CDC Says Flu Vaccine Should Be More Effective This Season
Last year's flu vaccine didn't work very well. This year's version should do a much better job protecting people against the flu, federal health officials said Thursday.
An analysis of the most common strains of flu virus that are circulating in the United States and elsewhere found they match the strains included in this year's vaccine, the federal Centers for Disease Control and Prevention said.
The results will hopefully encourage more people to get their flu shots, CDC Director Thomas Frieden said during a news conference.
"Get vaccinated," Frieden said. "That's the best way to protect yourself, your family and your community against flu."
The CDC recommends annual flu vaccination for people 6 months and older. The flu season in the U.S. can start as early as October and stretch into May. Cases typically peak between December and February.
Public health officials were surprised last year when the dominant strain of circulating flu mutated after the flu vaccine had been formulated. As a result, the vaccine was only about 13 percent effective against the main strain. The flu vaccine is usually about 50 percent to 60 percent effective.
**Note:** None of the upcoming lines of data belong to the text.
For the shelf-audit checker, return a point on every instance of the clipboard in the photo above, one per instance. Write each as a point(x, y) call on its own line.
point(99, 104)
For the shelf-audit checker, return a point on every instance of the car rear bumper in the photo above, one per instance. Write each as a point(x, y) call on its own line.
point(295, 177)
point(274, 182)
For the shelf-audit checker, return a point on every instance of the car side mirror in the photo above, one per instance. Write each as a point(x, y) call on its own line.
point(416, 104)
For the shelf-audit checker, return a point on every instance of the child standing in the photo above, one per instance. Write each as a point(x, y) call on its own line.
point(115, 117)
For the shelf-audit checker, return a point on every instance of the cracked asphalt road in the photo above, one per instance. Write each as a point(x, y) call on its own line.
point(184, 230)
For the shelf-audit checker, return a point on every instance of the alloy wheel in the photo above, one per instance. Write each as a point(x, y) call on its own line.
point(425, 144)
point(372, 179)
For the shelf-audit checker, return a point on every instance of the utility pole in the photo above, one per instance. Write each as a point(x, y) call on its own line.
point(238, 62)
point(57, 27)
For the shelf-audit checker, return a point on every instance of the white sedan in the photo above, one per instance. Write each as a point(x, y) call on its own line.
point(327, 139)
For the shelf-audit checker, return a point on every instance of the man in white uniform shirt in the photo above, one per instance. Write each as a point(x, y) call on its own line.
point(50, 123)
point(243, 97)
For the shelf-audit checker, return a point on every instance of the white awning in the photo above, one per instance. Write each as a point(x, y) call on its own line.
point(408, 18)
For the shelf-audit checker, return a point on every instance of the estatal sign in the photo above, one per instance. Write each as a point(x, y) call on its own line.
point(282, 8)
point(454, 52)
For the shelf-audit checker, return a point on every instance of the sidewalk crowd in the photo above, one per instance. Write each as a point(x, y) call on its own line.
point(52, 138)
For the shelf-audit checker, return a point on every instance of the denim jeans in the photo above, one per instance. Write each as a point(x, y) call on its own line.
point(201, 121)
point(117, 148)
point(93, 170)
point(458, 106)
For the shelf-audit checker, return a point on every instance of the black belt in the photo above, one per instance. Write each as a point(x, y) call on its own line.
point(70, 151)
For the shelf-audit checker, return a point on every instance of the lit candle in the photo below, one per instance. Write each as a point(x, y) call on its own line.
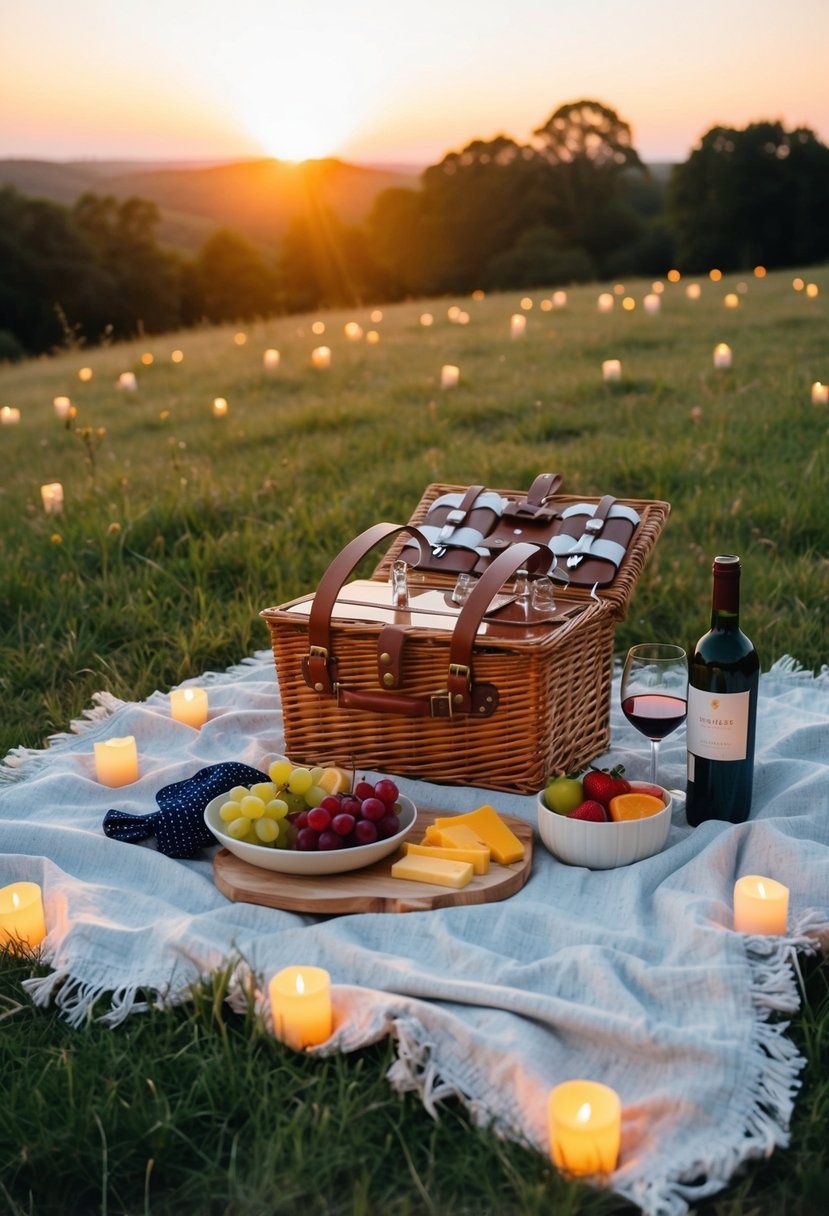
point(585, 1127)
point(761, 905)
point(117, 761)
point(22, 915)
point(189, 705)
point(300, 1006)
point(722, 355)
point(52, 497)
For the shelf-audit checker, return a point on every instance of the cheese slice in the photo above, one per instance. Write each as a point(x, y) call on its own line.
point(489, 827)
point(479, 855)
point(433, 870)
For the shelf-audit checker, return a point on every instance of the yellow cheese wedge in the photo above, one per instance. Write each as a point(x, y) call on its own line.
point(433, 870)
point(479, 855)
point(489, 827)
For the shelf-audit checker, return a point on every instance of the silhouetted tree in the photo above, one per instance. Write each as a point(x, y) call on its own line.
point(753, 196)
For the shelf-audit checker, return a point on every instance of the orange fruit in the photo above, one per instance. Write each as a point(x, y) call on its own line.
point(635, 806)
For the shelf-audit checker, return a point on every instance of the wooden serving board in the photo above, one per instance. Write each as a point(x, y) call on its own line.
point(372, 889)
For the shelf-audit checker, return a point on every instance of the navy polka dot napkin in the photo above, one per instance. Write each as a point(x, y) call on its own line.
point(179, 823)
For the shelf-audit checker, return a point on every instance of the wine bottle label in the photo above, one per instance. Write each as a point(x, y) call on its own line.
point(717, 724)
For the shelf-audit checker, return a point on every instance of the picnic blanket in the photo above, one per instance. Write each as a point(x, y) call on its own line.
point(630, 977)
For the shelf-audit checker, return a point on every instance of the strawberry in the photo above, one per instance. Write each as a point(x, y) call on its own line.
point(590, 810)
point(602, 786)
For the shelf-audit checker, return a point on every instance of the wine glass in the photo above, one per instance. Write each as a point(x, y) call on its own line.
point(654, 692)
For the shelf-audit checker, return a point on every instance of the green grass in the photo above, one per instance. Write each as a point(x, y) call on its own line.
point(179, 528)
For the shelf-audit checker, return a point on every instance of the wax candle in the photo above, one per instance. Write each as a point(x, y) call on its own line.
point(117, 761)
point(22, 915)
point(52, 497)
point(722, 356)
point(300, 1006)
point(585, 1127)
point(189, 705)
point(761, 905)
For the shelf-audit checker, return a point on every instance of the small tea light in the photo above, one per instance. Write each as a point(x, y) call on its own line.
point(585, 1127)
point(722, 355)
point(117, 761)
point(22, 915)
point(189, 705)
point(761, 905)
point(300, 1006)
point(51, 496)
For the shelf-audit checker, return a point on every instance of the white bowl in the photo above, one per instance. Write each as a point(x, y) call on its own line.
point(294, 861)
point(603, 845)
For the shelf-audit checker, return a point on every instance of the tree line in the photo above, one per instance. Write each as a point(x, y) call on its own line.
point(573, 206)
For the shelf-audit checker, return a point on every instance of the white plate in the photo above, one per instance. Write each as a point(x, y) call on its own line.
point(294, 861)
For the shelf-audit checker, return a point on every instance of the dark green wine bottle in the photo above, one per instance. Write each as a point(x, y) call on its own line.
point(723, 679)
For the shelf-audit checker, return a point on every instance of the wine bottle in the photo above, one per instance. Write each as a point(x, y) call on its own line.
point(723, 677)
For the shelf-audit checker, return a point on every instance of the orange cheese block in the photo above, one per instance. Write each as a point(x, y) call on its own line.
point(489, 827)
point(478, 854)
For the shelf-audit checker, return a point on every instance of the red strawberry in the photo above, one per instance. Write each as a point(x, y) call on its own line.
point(603, 786)
point(590, 810)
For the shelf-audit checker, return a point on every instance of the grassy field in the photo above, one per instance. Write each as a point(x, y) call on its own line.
point(180, 527)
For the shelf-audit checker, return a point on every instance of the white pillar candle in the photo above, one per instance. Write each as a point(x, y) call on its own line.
point(52, 497)
point(722, 355)
point(761, 905)
point(189, 705)
point(117, 761)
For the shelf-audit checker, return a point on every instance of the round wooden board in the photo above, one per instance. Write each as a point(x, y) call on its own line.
point(372, 889)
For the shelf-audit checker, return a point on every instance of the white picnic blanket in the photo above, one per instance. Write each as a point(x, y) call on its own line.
point(630, 977)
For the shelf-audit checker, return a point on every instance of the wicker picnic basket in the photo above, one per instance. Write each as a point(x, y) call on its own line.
point(486, 692)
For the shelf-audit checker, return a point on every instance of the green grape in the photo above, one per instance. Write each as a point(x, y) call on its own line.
point(252, 808)
point(299, 781)
point(266, 831)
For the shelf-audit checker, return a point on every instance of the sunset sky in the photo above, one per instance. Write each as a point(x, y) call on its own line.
point(394, 80)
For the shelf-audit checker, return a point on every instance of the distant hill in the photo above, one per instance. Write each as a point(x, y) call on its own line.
point(258, 198)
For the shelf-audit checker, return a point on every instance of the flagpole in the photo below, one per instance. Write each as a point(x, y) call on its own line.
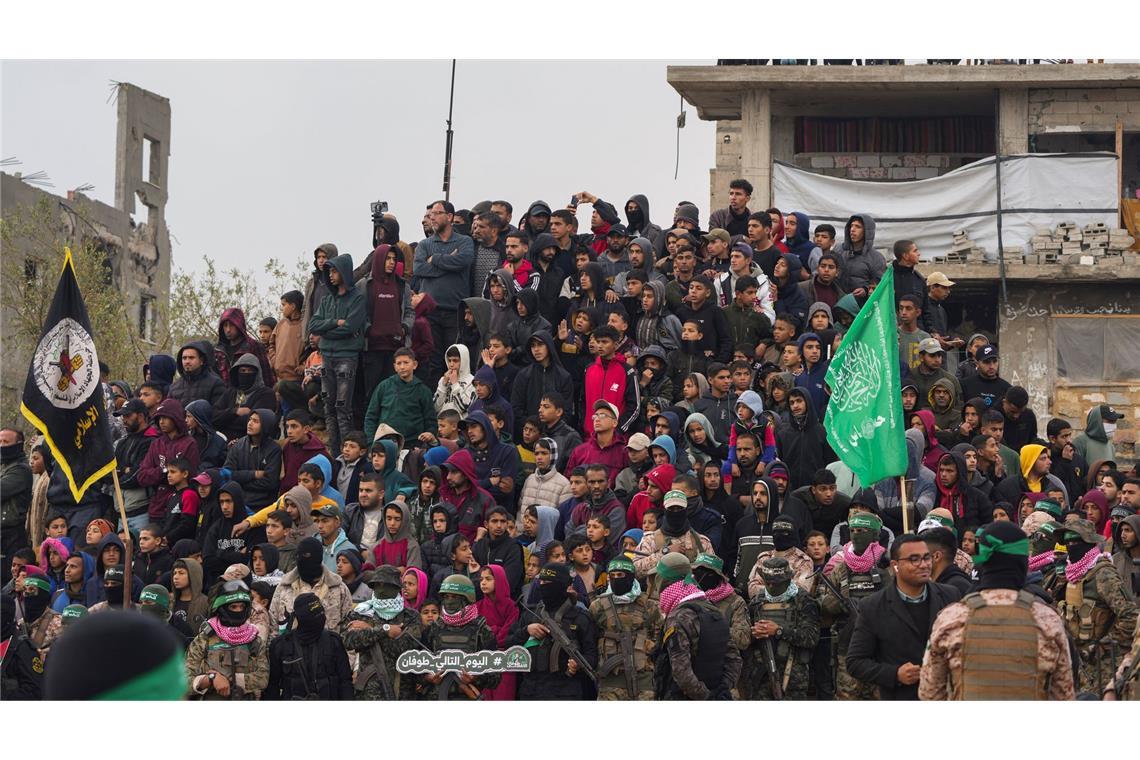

The poor protection provided by the vaccine contributed to last year's flu season being unusually hard on the elderly, Frieden said. Officials recorded the highest hospitalization rate from the flu among the elderly ever documented, Frieden said.
In addition to getting vaccinated, Frieden also urged people who get sick from the flu to stay home and to start taking antiviral drugs as soon as they can. Antiviral drugs can minimize the symptoms and help people get better faster, he said.